The first FDIC-insured bank to fail had been IndyMac, on July 11, 2008, after an eleven-day bank run resulting in $1.3 billion in withdrawals. The day it failed, FDIC employees reluctantly boarded a flight from Washington, D.C., to Los Angeles. They seized control of the Pasadena-based bank, a notorious generator of reverse mortgages (including the one the Hickersons signed) and Alt-A mortgages (riskier than prime but less risky than subprime), and sought a buyer. They hoped it would take days; it took nearly nine months, the value of the bank decreasing with every passing week.3

That’s when a band of billionaires stepped in. Exploiting the Fed’s angst about continuing to manage IndyMac, the group, which included George Soros, Michael Dell, John Paulson, J.C. Flowers, and Steve Mnuchin (the only nonbillionaire of the bunch), offered to invest $1.6 billion in the bank in exchange for all of its assets—its branches, real estate deposits, and loans, which were valued at more than $20 billion. Concerned about the appearance of a prolonged federal takeover and thus anxious to close the deal, the government also agreed to extend a generous loss-share agreement: If, for instance, a homeowner owed $300,000 on an FHA-insured mortgage, but the home only sold at foreclosure auction for $100,000, the government agreed to reimburse the rest, all $200,000. While the sale technically required the company to continue the FDIC’s limited loan modification, as Glantz writes, the loss-share agreement “effectively removed economic incentives that would have otherwise caused Mnuchin’s group to think twice about foreclosing on homeowners.” Upon acquiring IndyMac, Mnuchin and his group renamed it OneWest and proceeded to foreclose on more than 77,000 households, including those of 35,000 Californians.

The California attorney general’s office put together a robust report against the bank, detailing widespread misconduct, which included backdating false documents, performing foreclosure actions without legal authority, and violating proper foreclosure notification practices. “If the state of California found that OneWest violated those rules,” Glantz writes, the loss-share payments could stop—saving both homeowners, since the bank would have much less incentive to foreclose if it wasn’t being paid when it did so, and government money.

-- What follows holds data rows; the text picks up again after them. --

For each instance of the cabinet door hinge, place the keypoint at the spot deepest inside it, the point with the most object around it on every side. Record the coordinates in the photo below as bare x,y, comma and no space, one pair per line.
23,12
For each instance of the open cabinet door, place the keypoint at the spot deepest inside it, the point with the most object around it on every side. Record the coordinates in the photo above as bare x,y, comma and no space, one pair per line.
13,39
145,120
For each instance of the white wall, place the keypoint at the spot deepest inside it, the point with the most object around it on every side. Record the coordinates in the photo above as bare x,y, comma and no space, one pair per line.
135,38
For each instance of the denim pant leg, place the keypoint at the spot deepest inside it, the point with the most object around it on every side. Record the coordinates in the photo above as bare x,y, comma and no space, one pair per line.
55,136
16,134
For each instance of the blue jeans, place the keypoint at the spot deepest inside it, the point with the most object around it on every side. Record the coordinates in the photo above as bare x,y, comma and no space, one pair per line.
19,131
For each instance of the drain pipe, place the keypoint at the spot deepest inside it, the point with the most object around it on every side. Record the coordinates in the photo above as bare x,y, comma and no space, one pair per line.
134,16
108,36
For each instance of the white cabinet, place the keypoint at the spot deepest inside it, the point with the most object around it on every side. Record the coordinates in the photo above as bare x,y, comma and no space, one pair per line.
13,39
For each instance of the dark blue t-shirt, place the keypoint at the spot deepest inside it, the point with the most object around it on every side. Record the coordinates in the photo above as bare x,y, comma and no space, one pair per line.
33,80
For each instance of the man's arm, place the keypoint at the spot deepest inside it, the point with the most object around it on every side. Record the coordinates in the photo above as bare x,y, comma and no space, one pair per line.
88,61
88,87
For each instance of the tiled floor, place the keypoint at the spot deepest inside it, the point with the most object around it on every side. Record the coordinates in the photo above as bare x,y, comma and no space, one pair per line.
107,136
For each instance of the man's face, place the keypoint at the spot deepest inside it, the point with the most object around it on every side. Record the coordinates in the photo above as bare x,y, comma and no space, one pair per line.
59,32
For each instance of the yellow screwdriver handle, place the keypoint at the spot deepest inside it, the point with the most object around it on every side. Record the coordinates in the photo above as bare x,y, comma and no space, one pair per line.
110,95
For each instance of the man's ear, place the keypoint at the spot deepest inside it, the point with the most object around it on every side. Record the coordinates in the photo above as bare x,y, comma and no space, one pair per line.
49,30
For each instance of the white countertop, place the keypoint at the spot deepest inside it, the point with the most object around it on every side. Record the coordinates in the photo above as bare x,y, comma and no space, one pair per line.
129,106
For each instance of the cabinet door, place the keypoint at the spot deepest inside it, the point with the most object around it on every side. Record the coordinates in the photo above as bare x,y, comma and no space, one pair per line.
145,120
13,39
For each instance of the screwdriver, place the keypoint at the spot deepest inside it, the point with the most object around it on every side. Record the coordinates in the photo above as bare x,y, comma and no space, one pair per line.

But the attorney general at the time, Kamala Harris, did nothing.

With its loads of recovered debt, OneWest—which newly billed itself as a “community” bank—could begin to offer loans. But rather than financing community initiatives or middle-class mortgages (it denied both in great numbers), it lent vast sums to the investors’ friends, like Thomas Barrack, the private equity titan, Trump megadonor, and founder of Colony Capital.4 Barrack, in turn, used the money to pursue a new idea. Starting in 2012, he began to buy foreclosed homes in bulk—to turn them into rental properties and keep them forever, or for as long as he retained interest. He targeted heavily discounted houses in areas with high employment, good transportation, and strong school districts. His hometown of Los Angeles certainly fit the bill. He scooped up more than three thousand houses there, including the Hickersons’, which would eventually be managed under a Colony subsidiary, Colony American Homes.

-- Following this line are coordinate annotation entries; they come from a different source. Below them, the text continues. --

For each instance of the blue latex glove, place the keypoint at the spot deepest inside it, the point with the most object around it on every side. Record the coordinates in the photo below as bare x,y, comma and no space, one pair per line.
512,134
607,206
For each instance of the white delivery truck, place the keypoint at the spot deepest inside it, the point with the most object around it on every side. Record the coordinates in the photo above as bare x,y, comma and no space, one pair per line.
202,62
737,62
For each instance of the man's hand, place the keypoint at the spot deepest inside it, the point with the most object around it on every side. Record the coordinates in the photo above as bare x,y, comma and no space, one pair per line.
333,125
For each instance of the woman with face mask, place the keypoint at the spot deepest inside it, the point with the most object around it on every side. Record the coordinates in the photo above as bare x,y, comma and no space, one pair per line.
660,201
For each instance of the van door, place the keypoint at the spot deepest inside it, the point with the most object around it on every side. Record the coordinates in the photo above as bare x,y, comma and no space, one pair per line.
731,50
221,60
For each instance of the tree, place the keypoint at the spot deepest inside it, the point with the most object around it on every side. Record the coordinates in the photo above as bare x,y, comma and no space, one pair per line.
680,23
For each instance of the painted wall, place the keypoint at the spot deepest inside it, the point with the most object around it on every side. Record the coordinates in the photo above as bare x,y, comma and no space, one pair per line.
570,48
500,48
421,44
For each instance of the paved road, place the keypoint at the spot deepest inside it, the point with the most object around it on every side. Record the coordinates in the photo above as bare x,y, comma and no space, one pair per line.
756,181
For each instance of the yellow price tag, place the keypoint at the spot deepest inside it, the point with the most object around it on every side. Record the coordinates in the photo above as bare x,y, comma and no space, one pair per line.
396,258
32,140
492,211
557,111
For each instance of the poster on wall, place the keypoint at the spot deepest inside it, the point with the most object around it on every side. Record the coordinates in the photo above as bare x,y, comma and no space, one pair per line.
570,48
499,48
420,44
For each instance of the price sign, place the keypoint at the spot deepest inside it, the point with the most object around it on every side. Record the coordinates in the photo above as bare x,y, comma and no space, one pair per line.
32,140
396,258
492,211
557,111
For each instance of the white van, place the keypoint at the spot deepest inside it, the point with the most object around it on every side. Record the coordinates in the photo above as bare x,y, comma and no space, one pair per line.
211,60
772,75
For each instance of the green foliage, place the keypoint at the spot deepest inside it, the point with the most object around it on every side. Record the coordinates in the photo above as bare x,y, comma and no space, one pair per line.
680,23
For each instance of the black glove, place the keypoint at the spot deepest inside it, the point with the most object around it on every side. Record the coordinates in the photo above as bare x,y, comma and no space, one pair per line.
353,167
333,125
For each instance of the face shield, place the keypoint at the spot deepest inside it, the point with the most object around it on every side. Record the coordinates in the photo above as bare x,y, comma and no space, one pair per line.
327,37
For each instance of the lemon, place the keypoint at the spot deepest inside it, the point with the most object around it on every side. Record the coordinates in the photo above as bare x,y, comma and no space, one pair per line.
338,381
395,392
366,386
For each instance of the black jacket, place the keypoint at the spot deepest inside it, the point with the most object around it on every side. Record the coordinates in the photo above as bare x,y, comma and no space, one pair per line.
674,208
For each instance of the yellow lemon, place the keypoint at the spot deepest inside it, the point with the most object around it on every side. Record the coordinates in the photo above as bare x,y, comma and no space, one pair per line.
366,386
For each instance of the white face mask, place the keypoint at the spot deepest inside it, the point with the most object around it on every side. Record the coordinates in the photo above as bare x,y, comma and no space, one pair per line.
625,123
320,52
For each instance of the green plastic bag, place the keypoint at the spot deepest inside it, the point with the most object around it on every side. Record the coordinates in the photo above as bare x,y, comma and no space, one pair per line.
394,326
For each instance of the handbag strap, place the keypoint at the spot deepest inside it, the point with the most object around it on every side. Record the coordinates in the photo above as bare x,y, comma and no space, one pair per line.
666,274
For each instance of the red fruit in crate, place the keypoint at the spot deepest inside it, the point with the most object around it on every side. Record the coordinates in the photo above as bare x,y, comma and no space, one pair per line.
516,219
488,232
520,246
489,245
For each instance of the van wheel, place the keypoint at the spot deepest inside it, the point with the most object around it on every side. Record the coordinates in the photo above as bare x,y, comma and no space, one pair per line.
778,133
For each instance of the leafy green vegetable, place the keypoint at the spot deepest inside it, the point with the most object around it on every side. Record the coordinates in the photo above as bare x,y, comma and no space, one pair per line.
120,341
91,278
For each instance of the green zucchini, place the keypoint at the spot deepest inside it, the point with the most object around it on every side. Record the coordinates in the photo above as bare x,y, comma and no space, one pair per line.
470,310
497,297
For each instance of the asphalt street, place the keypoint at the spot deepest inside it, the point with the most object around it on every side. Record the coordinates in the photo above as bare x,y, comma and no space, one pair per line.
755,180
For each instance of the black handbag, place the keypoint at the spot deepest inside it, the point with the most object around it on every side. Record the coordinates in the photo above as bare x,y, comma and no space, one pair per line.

As Eileen Appelbaum, the codirector for the Center for Economic and Policy Research, told me:

This industry of rental homes at this kind of scale is a product of government policy. I know that the private sector says they don’t like government interfering, but in fact they love the government in their business.

Or, as Barrack has said, “Anytime the government is intervening in our business, if you buy, you will be successful.” Overdue and panicked government intervention is the vulture investor’s best friend.